Après plusieurs mois d'auditions, la commission d'enquête de l'Assemblée nationale livre ses conclusions. Claude Evin, ancien ministre (PS) de la Santé et président de la commission, écrit que "le politique a été dramatiquement absent". "Il y a eu une carence dans la gestion politique de cette crise", jugent les députés, qui concluent à d'importants manques dans le fonctionnement du ministère de la Santé mais ménagent Jean-François Mattei. La gestion de la crise estivale par le gouvernement concentre en revanche l'essentiel des critiques. Nicolas Sarkozy et François Fillon, respectivement à l'époque ministres de l'Intérieur et des Affaires sociales, du Travail et de la Solidarité, admettent ne pas avoir été "à la hauteur".

"Il y a eu une fuite des responsabilités", lance vingt ans plus tard Jacques Kerdoncuff, pour qui le souvenir de la crise qu'il a "très mal vécue" est encore vif. "Il n'y a pas eu beaucoup de remises en cause, chacun essayait de défendre son bout de gras", estime de son côté Marc Payet, qui a couvert la crise pour Le Parisien. Et d'ajouter : "Au fond, la canicule 2003, ce n'est pas l'affaire Mattei, qui était au mauvais endroit au mauvais moment. C'est la première crise climatique d'envergure, elle est annonciatrice et prémonitoire de ce qui se passe vingt ans plus tard."
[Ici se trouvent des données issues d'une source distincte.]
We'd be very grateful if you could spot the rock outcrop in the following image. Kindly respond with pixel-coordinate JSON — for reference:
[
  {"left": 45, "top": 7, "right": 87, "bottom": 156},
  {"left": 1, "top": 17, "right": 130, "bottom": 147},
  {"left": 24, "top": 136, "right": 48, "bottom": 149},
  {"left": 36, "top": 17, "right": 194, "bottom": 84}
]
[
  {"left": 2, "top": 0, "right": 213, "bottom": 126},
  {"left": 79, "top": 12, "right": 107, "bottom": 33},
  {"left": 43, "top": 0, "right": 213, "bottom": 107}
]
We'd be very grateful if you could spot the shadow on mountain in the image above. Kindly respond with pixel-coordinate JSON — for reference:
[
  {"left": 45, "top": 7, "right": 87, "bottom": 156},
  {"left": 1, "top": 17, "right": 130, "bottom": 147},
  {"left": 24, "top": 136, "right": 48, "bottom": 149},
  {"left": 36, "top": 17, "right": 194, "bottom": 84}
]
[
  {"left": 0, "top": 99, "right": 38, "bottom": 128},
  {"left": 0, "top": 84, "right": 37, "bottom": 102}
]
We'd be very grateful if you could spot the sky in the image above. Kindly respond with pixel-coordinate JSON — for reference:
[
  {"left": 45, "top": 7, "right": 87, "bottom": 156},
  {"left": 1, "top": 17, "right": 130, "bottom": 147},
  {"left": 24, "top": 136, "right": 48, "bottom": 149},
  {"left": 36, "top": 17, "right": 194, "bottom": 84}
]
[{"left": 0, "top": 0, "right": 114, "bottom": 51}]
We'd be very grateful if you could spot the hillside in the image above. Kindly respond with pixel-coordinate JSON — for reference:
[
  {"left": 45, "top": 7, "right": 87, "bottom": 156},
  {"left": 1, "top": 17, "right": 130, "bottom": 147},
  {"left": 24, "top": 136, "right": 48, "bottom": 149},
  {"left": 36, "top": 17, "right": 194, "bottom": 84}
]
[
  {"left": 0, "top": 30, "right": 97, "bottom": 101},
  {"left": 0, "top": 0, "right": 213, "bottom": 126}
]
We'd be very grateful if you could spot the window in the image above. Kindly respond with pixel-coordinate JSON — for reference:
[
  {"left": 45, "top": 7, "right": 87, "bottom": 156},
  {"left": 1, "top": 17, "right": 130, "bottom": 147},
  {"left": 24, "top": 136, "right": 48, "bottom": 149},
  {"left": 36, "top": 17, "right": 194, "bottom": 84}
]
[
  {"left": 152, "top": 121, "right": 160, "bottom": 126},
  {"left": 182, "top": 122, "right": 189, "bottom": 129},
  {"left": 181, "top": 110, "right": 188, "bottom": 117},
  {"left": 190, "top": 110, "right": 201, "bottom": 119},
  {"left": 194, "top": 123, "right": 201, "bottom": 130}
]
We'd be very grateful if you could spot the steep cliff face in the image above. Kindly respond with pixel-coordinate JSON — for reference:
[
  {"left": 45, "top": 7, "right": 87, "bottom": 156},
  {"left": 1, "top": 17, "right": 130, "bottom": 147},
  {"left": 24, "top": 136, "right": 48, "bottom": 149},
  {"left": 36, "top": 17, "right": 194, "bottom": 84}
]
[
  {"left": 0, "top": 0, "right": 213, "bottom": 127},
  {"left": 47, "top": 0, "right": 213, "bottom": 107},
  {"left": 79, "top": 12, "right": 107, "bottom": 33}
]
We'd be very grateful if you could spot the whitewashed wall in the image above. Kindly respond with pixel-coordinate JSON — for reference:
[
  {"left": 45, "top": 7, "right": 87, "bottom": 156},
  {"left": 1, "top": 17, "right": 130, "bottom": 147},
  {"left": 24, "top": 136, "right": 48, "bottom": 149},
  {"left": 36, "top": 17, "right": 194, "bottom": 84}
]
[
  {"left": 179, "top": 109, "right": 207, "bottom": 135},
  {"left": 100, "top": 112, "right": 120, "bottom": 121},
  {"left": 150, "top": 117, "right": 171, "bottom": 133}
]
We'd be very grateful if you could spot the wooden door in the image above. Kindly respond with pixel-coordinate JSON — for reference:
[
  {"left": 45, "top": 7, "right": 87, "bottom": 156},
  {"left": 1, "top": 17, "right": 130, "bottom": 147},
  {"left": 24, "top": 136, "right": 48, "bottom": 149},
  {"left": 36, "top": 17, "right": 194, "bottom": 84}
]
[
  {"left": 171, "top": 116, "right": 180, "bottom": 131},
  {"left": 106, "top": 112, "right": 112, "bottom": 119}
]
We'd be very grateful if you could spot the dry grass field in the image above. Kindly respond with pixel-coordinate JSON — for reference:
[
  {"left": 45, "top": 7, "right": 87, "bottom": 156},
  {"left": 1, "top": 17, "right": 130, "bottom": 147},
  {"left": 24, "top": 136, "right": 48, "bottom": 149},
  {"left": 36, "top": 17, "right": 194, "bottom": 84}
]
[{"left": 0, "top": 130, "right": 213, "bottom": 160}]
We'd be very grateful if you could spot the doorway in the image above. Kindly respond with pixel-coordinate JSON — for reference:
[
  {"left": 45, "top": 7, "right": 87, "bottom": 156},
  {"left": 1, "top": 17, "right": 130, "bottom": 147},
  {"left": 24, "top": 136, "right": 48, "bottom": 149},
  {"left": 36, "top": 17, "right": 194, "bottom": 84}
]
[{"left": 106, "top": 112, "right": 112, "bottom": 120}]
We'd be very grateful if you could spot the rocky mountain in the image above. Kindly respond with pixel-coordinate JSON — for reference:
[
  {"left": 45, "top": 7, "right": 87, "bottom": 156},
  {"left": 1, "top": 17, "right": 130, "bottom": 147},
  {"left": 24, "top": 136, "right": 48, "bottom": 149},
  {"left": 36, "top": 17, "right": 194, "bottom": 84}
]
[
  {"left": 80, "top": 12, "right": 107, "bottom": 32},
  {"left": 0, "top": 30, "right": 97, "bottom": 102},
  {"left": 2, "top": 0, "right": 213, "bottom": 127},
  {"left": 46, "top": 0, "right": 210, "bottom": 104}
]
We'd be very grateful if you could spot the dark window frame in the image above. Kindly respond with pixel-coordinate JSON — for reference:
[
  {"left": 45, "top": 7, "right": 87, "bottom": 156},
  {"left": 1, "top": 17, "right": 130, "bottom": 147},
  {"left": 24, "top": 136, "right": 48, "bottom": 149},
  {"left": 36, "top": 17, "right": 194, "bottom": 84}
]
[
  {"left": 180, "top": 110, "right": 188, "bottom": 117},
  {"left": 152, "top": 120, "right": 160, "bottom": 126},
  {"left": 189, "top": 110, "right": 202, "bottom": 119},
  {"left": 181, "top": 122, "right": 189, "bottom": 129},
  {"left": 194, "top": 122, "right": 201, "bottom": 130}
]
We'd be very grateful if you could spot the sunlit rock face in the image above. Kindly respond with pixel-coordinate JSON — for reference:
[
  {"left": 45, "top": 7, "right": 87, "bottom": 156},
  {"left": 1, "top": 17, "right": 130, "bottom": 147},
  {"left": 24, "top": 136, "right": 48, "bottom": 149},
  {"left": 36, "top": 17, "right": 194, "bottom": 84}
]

La France a-t-elle retenu les leçons de ce fiasco ? "Oui et non. Après la canicule, le Premier ministre Raffarin a compris que la France n'était pas armée en santé publique", complète William Dab, chargé par le gouvernement de tirer les leçons de la crise sanitaire en 2003 et de proposer des mesures concrètes. Parmi elles, la mise en place du plan canicule, d'une vigilance météorologique mais aussi d'un numéro vert, toujours en vigueur aujourd'hui. "Mais regardez le nombre de morts l'an dernier, on a encore eu une vague de chaleur avec une forte surmortalité [un excès de plus de 10 000 décès selon Santé publique France], et cela montre qu'on n'est pas dans une logique d'amélioration continue."